Truth is, I forgot I had started the Claude story, which isn't very respectful to a spirit guide (hog-riding or otherwise). So, herewith, is the rest of the story
When last we left Claude and me, it was the summer of 2006 and we were cycling through the forest of my energetic cords and contracts. After a couple of months of making our way through the density of attachments and agreements I didn't even know I had, I began to see the light at the end of the, well, forest. Which felt awesome.
Until one day, as I sat on the back of his bike, holding onto his red-plaid shirted, burly self, Claude came to a gradual stop. He got off the bike. Reached down and lifted up the floor of the forest like it was the astro-turf from some country boy's El Camino. In doing so, he revealed a set of dusty, old, uneven stone stairs. Like the kind that used to lead down into my Aunt Etta's cellar in Bristol, TX. Except, these stairs led straight down into total darkness. Now back on the bike, Claude slowly pulled the throttle back and headed for the stairs. And the darkness. Gradually, gradually, we made our way down each stair. A thump as the front tire hit, then a thump as the back tire did. Descending. Down, down. Away from the forest. Down, down. Away from the light. Thump. Thump. And thump-thump (the first two "thumps" were the tires, the second two, my heart!).
After what seemed like a very long time, we came to a stop. Still on the bike, Claude reached up to turn on a cobwebby gas light, sending I'm not sure what scurrying off to the four corners. In front of us and a bit to the right was a door. A very old door with layer upon layer of faded paint in various stages of chipping off. It was the kind of door that some enterprising interior decorator would call "distressed"...and sell for about $5,000.
It wasn't a big door. It wasn't an impressive door. It was a quiet door. Long ago forgotten.
I slipped off the back of Claude's bike and, following the nod of his head, walked up to the door. Gently, I ran my hand across its surface. Flecks of paint lodged in my fingernails, sprinkled onto my pants, and fell to the floor. Slowly, I looked at my nails, my pants, the floor. The flecks were vibrating ever so slightly, their colors coming into focus.

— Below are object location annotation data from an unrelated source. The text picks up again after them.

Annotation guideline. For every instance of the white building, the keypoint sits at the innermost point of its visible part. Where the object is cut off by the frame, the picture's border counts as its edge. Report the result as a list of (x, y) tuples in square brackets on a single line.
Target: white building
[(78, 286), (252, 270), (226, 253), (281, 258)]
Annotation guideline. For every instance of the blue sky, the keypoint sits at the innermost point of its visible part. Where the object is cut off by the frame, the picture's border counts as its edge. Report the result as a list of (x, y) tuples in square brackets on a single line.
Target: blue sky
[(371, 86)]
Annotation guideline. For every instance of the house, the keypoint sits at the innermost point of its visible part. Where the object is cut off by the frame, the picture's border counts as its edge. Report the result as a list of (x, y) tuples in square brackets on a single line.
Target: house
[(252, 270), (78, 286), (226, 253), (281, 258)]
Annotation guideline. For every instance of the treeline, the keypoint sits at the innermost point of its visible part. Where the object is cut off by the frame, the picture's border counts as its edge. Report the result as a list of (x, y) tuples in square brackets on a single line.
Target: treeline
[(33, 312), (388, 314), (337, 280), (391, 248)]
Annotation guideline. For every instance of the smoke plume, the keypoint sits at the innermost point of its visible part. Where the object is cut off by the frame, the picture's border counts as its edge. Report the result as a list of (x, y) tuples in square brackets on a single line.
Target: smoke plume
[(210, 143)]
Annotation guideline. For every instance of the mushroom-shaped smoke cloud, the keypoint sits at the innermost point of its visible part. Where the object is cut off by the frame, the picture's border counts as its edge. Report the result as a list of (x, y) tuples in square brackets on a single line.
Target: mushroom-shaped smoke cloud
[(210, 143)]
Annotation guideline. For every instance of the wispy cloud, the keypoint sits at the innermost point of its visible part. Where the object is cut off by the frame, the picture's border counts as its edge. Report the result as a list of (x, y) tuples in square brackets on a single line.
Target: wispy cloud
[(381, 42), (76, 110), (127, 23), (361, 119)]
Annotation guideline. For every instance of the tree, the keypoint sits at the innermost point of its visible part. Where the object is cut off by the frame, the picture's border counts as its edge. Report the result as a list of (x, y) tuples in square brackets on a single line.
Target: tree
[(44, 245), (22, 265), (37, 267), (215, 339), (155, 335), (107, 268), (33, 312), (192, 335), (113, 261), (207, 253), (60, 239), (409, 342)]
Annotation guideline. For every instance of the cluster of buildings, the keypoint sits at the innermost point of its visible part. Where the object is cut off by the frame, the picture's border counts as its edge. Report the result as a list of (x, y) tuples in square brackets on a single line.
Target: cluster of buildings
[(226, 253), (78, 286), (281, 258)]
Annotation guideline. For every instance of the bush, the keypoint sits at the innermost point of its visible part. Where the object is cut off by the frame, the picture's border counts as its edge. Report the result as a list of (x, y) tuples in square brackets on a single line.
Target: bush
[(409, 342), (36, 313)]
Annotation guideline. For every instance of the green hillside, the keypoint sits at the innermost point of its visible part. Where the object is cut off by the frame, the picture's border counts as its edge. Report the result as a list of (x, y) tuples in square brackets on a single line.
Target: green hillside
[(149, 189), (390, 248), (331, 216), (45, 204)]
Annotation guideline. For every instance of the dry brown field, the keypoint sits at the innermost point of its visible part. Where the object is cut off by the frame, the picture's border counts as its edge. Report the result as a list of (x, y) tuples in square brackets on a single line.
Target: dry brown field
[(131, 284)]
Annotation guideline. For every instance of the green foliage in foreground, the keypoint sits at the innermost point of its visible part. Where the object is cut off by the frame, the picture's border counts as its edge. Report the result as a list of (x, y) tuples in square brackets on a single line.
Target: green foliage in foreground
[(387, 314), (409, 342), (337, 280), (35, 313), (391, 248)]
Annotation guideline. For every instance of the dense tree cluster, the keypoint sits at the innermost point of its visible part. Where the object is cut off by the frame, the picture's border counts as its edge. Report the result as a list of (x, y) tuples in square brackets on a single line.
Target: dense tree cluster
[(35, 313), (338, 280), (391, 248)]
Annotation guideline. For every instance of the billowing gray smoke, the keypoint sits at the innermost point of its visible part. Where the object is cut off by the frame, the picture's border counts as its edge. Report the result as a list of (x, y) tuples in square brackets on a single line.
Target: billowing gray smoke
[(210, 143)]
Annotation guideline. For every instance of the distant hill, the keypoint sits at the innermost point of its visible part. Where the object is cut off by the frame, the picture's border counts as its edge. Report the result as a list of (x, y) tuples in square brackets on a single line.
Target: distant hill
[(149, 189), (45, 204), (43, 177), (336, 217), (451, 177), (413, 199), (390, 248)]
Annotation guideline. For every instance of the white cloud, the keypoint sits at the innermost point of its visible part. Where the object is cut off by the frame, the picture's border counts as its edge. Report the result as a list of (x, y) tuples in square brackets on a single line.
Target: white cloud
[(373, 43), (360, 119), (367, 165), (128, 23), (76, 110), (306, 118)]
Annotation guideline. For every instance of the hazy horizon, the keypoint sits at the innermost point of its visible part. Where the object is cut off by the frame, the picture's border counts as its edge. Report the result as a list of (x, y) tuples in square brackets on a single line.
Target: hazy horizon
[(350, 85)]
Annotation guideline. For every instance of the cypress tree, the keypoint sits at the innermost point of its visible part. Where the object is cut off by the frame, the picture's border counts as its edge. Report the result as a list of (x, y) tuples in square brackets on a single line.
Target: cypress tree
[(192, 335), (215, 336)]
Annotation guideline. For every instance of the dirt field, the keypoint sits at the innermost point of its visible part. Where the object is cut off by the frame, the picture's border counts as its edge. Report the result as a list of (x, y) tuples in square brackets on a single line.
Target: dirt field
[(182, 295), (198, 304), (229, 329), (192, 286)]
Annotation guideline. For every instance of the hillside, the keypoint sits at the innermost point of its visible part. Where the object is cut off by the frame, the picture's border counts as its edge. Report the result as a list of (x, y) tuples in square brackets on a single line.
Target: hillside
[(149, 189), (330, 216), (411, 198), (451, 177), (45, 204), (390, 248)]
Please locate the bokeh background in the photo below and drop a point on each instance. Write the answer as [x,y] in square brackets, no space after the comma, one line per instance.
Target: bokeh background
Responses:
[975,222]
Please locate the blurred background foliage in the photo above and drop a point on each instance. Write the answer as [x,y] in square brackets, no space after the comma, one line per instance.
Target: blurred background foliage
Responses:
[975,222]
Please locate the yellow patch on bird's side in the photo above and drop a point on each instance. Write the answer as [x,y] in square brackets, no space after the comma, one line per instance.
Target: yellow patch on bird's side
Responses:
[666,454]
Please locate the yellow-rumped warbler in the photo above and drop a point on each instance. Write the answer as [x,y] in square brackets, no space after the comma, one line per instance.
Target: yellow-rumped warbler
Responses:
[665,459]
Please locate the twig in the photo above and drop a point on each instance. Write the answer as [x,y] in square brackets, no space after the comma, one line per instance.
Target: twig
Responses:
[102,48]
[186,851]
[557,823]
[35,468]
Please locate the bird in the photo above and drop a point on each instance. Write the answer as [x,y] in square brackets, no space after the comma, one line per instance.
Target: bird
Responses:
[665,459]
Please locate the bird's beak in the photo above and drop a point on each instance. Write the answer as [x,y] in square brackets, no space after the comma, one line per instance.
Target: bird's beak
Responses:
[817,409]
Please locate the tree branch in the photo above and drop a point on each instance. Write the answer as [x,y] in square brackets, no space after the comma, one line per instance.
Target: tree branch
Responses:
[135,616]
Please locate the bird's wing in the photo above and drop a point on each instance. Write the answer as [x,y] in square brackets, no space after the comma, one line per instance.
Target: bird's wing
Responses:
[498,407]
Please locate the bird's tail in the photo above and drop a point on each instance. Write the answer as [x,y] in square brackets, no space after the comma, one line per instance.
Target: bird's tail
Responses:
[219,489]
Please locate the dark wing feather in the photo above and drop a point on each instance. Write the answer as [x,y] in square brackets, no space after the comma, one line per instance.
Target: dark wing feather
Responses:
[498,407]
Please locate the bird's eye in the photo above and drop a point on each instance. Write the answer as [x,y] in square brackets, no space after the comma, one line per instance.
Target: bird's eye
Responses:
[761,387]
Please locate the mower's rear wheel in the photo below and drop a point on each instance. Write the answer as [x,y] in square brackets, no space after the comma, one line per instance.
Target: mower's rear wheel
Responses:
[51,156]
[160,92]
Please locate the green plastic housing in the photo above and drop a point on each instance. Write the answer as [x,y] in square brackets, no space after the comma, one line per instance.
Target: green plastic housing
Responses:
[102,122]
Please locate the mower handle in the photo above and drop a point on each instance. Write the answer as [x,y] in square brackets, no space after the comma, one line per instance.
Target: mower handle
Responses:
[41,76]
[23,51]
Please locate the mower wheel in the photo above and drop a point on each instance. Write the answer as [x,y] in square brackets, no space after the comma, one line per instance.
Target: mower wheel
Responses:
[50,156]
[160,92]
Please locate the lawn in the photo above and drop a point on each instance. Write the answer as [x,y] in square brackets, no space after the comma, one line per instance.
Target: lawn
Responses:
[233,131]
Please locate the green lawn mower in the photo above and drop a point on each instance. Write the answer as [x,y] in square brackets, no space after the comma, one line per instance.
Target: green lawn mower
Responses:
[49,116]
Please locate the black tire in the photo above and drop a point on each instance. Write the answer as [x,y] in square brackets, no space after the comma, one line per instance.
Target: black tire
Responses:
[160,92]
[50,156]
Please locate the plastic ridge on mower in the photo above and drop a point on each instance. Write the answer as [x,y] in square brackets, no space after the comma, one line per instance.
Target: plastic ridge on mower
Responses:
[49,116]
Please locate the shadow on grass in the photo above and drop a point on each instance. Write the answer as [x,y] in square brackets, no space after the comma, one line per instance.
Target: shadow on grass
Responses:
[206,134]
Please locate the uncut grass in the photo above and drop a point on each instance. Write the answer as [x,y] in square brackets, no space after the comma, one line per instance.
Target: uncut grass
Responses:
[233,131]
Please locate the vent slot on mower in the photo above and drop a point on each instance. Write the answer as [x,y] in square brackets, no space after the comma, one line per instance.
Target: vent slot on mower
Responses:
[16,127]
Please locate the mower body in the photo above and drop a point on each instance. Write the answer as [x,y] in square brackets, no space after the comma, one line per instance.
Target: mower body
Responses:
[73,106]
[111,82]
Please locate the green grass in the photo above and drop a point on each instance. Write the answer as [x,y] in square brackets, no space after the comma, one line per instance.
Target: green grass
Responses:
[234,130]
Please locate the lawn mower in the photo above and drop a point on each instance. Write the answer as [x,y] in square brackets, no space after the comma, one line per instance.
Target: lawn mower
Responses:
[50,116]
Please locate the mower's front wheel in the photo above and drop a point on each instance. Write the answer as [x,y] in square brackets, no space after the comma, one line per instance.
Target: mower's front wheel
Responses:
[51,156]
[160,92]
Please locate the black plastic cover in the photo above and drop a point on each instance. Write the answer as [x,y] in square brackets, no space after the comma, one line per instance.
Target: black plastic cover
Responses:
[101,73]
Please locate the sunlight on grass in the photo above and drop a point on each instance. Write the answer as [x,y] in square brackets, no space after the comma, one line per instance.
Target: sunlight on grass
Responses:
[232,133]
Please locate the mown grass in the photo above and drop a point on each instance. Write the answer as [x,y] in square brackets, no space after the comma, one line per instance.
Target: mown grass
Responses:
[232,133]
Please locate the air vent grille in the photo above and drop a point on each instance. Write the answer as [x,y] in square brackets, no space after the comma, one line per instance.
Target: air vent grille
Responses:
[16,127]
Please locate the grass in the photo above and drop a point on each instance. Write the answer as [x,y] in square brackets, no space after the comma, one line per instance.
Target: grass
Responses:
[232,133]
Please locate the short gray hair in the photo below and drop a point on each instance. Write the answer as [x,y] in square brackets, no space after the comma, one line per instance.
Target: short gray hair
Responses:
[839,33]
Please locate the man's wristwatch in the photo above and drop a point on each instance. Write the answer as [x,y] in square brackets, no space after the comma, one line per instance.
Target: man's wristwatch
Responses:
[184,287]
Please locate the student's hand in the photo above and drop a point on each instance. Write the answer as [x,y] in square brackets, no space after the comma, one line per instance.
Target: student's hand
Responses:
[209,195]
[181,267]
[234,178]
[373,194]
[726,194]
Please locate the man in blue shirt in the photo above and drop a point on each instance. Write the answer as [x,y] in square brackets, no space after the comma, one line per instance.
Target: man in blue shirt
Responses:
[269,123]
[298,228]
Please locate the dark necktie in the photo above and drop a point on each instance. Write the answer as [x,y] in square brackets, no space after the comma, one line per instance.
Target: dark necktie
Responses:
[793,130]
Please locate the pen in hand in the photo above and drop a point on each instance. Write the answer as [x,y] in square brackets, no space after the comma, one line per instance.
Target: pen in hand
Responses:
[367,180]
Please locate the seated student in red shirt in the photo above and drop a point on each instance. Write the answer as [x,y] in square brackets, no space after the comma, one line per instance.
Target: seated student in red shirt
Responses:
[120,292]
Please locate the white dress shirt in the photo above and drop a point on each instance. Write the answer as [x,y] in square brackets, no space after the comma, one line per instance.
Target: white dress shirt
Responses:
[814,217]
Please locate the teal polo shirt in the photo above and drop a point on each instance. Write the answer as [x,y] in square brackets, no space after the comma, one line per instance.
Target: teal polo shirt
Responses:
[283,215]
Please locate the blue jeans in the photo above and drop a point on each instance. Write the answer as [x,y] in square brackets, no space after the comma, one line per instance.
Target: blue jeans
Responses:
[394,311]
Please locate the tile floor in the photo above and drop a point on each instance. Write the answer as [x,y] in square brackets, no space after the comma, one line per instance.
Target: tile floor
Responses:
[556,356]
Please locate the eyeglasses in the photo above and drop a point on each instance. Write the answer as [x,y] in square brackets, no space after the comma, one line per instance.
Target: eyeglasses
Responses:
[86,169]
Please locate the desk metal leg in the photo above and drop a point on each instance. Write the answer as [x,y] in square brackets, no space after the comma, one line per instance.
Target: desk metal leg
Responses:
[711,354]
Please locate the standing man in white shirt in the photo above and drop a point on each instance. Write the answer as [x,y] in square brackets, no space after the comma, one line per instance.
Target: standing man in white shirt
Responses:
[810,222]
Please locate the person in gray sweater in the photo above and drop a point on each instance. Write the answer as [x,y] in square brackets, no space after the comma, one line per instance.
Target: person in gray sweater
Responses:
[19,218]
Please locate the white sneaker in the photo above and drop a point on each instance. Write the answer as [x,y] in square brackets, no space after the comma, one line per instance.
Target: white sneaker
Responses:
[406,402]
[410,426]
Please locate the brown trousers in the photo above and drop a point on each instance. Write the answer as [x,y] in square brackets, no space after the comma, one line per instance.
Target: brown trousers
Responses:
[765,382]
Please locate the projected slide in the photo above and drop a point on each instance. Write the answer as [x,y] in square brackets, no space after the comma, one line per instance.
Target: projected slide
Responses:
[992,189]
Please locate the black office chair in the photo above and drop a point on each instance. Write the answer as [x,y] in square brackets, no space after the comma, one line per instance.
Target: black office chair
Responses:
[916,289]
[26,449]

I knew these paint chips. They were my darkest emotions. And they were painted on that door, one layer over the other and the other and the other. Again and again.
Shame, fear, insecurity, jealousy, doubt. On top of shame, fear, insecurity, jealousy, doubt. On top of...again and again. And again. There were so many layers that, over the years, they had sealed the door shut.
Which made sense. Because the door I was looking at was the Door to my Shadow.
Let's pause here for a bit of a primer on the human shadow. You see, it was Carl Jung who first put forth the notion that all of us are born "whole". That is, all the elements of our core Truth--our Soul Truth--are fully present. And available. When we're born.
We stay that way until we hit 6 or 7. Then....well, then, societal conditioning starts kicking in. And with conditioning comes judgement. By our families, our peers, our communities and, I've found, mostly, our selves. We respond to that conditioning, that judgement, by chipping away all those parts of our Truth that might be considered inappropriate by ourselves or others. Those pieces are called, quite appropriately, the Shadow. They may not always be seen, but they are always there.
Robert Bly says we put those pieces in a bag and drag them around with us for the rest of our lives.
Moving back to our story, I found, in the early months of my journey, that my Shadow dwelled in the cellar of my subconscious. Behind a locked door. Behind a door sealed shut by layers upon layers of those dark emotions all of us use to coat over repressed truths.
That door had been locked and sealed for about 40 years and, quite possibly, it would have remained so for 40 more. Had a raven not risen from my floor. A great-grandmother not joined me for dinner. And a spirit guide not shown up on his motorcycle.
But Claude did. Take me there. Down the steps into the cellar of my subconscious. Over to the Door of my Shadow.
And, then, he did. Leave me there.
Yup, that's right. As I stood in the cobwebby light of my subconscious, taking it all in...the door, the lock, the coats of painted on emotions...I heard Claude pull back on the throttle again. This time not so gently. I turned just as he disappeared up the steps. Out of the darkness and into the, now very distant, light.
I never saw Claude again. Which made sense. Because his work was done.
But, mine was just beginning: I had to open that door.